Bei Peter (Robert Downey Jr.) und seiner Frau Sarah (Michelle Monaghan) ist demnächst Stichtag. Peter muss also schnell von Dalaware nach Los Angeles. Ein Missgeschick, in das der kauzige Ethan (Zach Galifianakis) verwickelt ist, führt dazu, dass Peter auf der No-Fly-Liste landet. Hinzu kommt, dass sein Gepäck auf dem Weg nach Hause ist und er kein Geld hat. Aus der Not heraus muss Peter mit Ethan eine Reise quer durch Amerika antreten.

Auf dem Roadtrip tötet Ethan Peters Nerven ein ums andere Mal. Ethan will nach Hollywood — wohlgemerkt nicht nach L.A. —, um Schauspieler zu werden. Im Gepäck hat er seinen masturbierenden Mops Sunny und eine Kaffeedose mit der Asche seines Vaters.

Für den Architekten Peter beginnt ein Höllentrip mit unzähligen Ablenkungen und Umwegen. Die Zeit wird knapp, Peters Geduld mit Ethan ebenso.

Meinung von

Die Werbetrommel wurde gerührt und an der Oberfläche schwamm immerzu der Hinweis "vom Regisseur von Hangover". Das sollte die Zuschauer ins Kino locken. Aber wer einmal einen Komödien-Hit landet, muss es nicht immer machen. So ist Stichtag zwar nett, aber bei weitem nicht so urkomisch wie Hangover.

Stichtag hat zu viele Dinge, die wir schon gesehen haben. Ein Roadtrip mit zwei unterschiedlichen Charakteren, wobei einer nobel und klug ist, der andere eine Nervensäge. Das hatten wir bereits in Ein Ticket für zwei mit Steve Martin und John Candy. Bei der Szene mit der Asche musste ich an The Big Lebowski denken.

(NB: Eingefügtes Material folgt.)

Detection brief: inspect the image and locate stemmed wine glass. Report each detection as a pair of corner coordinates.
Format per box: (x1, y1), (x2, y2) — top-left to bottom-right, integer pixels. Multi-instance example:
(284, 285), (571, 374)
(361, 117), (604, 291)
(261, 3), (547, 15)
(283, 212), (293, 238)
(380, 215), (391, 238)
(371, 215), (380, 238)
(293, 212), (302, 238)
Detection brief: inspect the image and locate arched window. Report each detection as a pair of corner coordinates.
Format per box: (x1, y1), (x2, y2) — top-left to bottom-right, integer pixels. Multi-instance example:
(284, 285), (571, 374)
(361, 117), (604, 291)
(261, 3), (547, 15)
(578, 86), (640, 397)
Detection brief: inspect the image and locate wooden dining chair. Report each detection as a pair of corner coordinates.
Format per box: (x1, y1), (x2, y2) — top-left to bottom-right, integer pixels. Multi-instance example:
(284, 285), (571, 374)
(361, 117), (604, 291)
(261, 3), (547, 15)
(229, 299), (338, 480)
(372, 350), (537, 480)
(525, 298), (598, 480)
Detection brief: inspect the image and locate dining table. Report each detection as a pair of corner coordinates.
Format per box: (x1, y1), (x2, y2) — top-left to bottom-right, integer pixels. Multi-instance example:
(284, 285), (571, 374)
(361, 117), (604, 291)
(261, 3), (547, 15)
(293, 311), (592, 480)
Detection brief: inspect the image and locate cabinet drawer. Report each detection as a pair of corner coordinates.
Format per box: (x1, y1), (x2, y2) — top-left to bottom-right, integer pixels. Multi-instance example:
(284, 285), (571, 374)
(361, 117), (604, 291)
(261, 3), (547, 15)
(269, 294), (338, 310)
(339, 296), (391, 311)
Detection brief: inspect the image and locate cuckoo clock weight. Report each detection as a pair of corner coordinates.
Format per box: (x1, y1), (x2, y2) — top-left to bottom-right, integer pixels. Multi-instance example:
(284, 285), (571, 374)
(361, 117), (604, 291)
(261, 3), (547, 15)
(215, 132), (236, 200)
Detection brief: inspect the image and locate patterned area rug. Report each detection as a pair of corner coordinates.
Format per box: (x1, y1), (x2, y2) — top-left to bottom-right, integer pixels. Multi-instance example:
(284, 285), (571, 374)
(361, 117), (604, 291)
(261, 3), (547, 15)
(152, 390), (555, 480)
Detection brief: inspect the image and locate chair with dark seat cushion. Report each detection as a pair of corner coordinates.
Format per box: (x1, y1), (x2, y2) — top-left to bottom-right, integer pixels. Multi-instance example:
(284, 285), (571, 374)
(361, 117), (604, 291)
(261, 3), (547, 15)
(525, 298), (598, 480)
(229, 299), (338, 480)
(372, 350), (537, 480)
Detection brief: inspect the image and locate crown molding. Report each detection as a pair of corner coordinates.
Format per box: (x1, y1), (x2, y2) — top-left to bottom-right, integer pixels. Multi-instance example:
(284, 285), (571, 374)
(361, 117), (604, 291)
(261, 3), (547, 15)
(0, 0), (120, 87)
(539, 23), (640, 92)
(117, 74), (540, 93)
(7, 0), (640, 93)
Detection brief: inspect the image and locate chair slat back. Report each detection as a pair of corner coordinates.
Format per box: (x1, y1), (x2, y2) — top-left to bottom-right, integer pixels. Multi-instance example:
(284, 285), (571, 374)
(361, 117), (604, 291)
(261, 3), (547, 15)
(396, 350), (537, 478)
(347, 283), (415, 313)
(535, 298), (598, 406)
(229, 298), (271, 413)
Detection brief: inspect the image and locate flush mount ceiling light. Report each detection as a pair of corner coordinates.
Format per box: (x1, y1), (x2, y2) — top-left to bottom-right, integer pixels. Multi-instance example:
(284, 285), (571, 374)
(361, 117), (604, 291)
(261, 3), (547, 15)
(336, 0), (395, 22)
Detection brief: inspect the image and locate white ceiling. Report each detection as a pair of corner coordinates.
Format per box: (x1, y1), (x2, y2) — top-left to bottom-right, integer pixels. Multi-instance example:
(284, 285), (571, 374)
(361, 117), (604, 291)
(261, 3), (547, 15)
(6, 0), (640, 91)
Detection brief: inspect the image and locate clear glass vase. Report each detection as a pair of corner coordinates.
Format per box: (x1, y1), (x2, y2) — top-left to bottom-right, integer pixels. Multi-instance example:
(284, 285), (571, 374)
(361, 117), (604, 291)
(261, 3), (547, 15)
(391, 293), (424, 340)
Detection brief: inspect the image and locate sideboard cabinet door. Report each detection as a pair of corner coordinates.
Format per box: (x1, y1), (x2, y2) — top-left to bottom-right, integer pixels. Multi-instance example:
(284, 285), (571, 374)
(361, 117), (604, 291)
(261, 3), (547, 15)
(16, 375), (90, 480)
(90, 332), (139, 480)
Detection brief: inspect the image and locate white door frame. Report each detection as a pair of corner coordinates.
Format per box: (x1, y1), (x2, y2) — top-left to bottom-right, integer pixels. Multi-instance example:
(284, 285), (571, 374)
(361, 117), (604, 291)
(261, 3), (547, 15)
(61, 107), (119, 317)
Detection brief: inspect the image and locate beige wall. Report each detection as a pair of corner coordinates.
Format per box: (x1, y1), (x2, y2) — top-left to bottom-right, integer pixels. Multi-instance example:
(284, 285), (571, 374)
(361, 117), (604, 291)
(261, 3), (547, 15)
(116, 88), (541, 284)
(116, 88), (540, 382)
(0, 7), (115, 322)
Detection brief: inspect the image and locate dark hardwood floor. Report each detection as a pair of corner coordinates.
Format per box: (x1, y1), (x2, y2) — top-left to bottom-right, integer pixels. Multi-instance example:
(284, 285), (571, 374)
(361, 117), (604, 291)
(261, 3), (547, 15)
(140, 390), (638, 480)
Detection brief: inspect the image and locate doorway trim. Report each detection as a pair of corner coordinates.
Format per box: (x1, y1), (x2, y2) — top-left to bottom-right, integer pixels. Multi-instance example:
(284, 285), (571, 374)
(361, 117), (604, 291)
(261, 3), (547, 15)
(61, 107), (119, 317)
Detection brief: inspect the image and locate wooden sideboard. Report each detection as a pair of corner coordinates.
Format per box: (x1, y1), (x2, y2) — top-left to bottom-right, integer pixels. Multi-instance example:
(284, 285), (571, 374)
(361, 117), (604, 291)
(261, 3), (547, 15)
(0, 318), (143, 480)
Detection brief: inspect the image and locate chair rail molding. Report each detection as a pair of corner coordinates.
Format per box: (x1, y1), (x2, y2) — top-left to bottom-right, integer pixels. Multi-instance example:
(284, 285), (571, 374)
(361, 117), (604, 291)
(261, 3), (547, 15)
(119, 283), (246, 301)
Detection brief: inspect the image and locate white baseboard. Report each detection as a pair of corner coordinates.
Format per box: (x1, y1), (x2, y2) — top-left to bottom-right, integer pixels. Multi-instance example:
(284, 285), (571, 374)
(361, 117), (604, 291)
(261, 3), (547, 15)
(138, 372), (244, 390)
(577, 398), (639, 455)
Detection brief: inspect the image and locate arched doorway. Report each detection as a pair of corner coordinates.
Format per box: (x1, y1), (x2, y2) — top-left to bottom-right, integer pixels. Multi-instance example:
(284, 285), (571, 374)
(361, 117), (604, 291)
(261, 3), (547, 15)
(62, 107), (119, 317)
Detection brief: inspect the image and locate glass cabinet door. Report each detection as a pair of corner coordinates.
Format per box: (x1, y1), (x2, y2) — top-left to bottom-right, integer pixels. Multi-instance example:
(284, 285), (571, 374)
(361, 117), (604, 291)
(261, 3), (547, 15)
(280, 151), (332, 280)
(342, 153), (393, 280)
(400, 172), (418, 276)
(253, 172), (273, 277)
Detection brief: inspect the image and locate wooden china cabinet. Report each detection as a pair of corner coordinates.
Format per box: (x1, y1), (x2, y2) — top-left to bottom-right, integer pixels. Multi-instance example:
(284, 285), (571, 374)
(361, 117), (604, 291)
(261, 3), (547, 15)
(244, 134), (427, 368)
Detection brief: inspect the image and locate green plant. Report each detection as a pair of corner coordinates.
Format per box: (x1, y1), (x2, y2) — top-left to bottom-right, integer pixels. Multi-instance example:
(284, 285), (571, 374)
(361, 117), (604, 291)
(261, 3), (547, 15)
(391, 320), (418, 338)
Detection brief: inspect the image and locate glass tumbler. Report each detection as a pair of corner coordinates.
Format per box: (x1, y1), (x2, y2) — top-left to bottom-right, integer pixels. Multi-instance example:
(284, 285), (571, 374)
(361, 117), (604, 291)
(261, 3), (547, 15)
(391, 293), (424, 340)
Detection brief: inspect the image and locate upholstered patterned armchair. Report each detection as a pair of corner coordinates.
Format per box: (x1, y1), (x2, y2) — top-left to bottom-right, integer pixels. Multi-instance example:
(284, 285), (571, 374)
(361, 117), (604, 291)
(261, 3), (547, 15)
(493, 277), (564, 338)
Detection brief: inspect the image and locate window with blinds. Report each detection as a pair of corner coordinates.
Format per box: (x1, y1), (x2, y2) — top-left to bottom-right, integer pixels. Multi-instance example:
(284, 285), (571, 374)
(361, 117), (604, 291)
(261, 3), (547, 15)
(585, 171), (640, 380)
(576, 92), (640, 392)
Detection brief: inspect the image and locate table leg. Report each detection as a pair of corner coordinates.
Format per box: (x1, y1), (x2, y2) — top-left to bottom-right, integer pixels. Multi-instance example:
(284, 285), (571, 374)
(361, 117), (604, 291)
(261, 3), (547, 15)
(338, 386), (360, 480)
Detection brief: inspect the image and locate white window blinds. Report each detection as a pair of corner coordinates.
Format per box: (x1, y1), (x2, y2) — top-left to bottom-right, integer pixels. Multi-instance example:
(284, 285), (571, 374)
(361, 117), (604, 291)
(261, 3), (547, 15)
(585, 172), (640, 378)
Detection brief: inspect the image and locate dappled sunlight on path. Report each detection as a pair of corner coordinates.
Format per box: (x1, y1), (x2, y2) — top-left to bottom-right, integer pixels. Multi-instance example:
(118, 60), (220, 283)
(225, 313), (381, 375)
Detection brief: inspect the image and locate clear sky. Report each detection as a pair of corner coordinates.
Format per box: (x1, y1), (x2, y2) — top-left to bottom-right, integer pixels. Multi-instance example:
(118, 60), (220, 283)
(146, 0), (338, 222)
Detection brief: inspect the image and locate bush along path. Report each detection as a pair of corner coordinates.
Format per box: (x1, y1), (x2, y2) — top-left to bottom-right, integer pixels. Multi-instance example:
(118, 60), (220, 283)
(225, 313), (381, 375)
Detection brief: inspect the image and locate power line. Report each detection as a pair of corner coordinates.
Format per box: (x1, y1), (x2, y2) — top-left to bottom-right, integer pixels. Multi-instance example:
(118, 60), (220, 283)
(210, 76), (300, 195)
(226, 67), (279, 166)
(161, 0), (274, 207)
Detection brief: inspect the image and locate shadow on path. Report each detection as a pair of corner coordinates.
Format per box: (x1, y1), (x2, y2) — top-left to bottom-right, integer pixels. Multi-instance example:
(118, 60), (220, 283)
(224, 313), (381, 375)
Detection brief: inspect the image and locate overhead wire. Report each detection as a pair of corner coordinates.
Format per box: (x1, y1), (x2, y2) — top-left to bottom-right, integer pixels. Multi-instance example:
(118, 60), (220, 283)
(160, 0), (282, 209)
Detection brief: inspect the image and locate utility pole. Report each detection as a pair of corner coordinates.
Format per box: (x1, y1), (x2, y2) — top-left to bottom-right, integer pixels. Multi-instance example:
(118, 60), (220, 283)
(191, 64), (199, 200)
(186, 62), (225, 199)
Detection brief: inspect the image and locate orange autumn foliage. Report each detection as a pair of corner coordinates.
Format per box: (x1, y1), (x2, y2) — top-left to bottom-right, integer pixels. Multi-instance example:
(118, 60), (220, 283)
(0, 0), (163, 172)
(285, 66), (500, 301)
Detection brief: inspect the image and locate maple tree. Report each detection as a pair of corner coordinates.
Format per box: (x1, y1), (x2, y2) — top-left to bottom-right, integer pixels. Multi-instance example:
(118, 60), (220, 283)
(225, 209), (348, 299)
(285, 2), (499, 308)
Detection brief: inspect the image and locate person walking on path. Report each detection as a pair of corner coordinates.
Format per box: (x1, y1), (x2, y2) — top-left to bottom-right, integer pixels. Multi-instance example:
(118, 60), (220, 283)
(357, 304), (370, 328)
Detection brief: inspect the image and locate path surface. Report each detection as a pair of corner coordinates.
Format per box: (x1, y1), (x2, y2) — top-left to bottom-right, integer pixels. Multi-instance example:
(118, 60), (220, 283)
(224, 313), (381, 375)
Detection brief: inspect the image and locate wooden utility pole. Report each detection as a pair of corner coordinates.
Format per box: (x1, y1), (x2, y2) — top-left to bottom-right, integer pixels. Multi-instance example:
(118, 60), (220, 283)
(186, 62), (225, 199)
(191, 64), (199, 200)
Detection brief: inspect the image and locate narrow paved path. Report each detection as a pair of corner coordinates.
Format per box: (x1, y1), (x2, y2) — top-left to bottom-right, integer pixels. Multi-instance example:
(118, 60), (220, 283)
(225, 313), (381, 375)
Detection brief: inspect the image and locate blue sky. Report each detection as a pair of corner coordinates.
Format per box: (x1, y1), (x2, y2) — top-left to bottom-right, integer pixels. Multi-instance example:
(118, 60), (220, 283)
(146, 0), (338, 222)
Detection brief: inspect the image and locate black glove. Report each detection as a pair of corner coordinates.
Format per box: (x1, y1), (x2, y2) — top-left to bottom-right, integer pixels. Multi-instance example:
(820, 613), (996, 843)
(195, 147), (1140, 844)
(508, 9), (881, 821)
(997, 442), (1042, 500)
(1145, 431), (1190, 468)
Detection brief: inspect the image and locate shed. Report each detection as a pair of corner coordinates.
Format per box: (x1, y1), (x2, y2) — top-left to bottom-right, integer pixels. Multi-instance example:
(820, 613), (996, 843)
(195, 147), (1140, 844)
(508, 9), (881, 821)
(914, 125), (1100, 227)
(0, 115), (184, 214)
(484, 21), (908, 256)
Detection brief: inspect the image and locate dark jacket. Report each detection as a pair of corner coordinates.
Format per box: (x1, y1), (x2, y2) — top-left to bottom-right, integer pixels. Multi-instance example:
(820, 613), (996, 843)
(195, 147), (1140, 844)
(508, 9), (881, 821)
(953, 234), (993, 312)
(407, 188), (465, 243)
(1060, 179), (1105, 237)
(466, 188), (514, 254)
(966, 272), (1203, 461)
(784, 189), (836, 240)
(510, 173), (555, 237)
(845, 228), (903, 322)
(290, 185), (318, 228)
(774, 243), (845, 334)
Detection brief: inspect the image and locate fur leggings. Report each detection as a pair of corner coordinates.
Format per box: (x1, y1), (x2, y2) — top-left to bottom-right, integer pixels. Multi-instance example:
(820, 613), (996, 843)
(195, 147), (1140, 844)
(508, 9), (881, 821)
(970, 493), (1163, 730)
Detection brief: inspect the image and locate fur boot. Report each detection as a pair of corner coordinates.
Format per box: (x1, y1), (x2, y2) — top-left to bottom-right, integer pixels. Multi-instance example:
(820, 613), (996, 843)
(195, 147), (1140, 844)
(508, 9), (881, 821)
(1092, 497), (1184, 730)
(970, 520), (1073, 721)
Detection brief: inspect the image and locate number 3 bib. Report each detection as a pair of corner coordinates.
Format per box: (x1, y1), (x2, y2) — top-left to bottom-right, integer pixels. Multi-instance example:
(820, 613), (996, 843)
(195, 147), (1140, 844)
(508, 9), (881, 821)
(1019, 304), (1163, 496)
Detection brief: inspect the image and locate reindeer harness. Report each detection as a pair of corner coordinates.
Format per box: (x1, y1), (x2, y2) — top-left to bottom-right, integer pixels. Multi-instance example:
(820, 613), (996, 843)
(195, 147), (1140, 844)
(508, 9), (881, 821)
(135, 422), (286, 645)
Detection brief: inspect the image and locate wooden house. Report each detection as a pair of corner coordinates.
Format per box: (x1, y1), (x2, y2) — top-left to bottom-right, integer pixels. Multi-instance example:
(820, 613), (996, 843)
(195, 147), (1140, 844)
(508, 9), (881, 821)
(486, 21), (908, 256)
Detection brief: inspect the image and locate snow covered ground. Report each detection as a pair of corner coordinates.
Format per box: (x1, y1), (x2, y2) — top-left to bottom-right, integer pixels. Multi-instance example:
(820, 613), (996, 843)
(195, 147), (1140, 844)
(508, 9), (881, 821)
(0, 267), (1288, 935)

So plätschert Stichtag ohne großartig neue Ideen vor sich hin. Ja, man kann lachen, aber auf DVD muss ich den nicht haben. Kurzweilige Komödie mit einigen derben Einlagen, wie z.B. dem masturbierenden Hund oder der "besondere" Kaffee, der im Haus von Peters Kumpel Darryl (Jamie Foxx) konsumiert wird. Da fällt mir ein, die Szene mit dem vermeintlichen Baby vom anderen Vater ... — hatten wir in Die nackte Kanone 33 1/3 ebenfalls schon. Somit auch hier keine neue Idee, die uns Regisseur Todd Phillips bietet.

Ich denke, Phillips hat sich zu sehr auf den Ruf seiner Schauspieler verlassen. Robert Downey Jr. als überheblicher Iron Man? Großartig! Doch in Stichtag kommt er eher gelangweilt herüber. Und Zach Galifianakis war als schräger Schwager in Hangover die komischste Figur des Films. Hier kommt er jedoch nicht in Höchstform. Und alleine mit dem Ruf seiner Darsteller kann man einen Film nicht am Leben halten.

Lieblingsszene war dann wohl die, als Peter dem kleinen Jungen der Dealerin einen Magenhieb verpasste. Da ging auch der Lehrer neben mir frohen Gemüts mit. ;-)

Den Film kann man sich anschauen, wenn er irgendwann im Fernsehen läuft. Verpasst man ihn, geht die Welt auch nicht unter.